When using function or method Mock, note the following:

  • Disable inlining: The Go compiler may inline small functions, causing Mock to be unable to intercept calls. You can add the parameter -gcflags="all=-N -l" when running tests to disable inlining:
bash
go test -gcflags="all=-N -l" ./...
  • Isolate through Context: gs-mock passes the Mock Manager through context.Context. Each test creates its own Manager, which can avoid interference between different tests or goroutines.

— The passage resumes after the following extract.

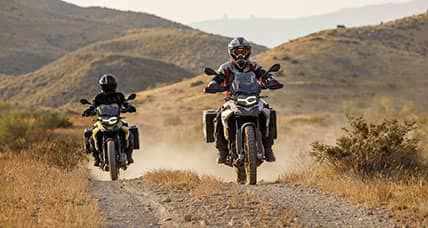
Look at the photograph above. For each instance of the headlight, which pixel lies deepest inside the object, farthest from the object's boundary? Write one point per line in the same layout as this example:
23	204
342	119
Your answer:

  • Register rules in advance: All Mock rules should be registered before test logic begins. Do not dynamically register rules during concurrent execution, to avoid unpredictable matching order.

  • Matching order: Multiple When/Return rules are matched in registration order, and the first successfully matched rule immediately returns the result. It is recommended to register rules from specific to broad.